Back in Afghanistan, bin Laden anticipated - and desired - a retaliatory strike. He hoped to lure the United States deeper into a direct conflict with al-Qaeda, which would enhance his group's reputation and - assuming a clumsy U.S. response - would radicalize the region's Muslim populations.
Bin Laden evacuated al-Qaeda's compound at the Kandahar airport and fled into the desert near Kabul and then to hideouts in Khowst and Jalalabad before returning to Kandahar where he alternated sleeping among a half dozen residences, according to the 9/11 Commission Report.
But lacking hard evidence proving who was behind the Cole bombing, President Bill Clinton didn't order a retaliatory strike, leaving bin Laden deeply frustrated. Eventually, U.S. intelligence reached a conclusion that the attack was "a full-fledged al-Qaeda operation" under the direct supervision of bin Laden.

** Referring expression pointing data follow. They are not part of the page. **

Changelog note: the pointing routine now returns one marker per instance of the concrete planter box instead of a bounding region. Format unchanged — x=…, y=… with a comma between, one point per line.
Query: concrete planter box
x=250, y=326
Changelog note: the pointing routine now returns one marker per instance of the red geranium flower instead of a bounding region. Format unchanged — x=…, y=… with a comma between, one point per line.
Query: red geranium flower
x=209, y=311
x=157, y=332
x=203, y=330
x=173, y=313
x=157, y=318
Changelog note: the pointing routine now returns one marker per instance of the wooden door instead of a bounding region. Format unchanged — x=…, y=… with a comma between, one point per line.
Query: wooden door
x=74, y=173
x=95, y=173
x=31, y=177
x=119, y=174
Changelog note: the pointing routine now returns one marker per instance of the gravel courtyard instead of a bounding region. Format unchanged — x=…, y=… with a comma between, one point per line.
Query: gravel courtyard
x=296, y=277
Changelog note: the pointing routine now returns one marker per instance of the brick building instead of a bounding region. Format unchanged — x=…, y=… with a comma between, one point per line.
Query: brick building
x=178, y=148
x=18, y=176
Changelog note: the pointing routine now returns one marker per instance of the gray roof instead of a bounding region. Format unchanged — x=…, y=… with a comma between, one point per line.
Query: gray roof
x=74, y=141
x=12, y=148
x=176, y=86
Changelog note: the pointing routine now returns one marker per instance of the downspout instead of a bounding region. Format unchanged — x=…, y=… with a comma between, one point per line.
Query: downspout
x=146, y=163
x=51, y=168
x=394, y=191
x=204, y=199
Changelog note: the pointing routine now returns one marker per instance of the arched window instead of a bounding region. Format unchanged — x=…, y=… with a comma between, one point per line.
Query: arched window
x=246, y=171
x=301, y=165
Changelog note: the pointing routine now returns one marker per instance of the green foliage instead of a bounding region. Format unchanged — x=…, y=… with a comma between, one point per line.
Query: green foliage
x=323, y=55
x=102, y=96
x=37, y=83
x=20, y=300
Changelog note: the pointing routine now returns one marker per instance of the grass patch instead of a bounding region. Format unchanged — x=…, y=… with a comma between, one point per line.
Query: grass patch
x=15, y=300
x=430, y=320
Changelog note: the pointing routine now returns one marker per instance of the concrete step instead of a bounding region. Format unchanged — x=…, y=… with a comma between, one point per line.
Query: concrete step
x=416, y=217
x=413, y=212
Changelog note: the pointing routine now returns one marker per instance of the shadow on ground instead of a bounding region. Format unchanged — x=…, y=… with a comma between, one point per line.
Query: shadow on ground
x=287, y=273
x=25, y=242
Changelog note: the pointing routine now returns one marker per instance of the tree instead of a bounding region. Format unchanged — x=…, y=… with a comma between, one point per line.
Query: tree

However, in January 2001, George W. Bush took office and wanted nothing to do with Clinton's assessment that al-Qaeda ranked at the top of the U.S. threat list. From his opening days in office, Bush rebuffed the recommendations from almost anyone who shared Clinton's phobia about terrorism.
On Jan. 31, 2001, just 11 days after Bush's Inauguration, a bipartisan terrorism commission headed by former Sens. Gary Hart and Warren Rudman unveiled its final report, warning that urgent steps were needed to prevent a terrorist attack on U.S. cities.
"States, terrorists and other disaffected groups will acquire weapons of mass destruction, and some will use them," the report said. "Americans will likely die on American soil, possibly in large numbers." Hart specifically noted that the nation was vulnerable to "a weapon of mass destruction in a high-rise building."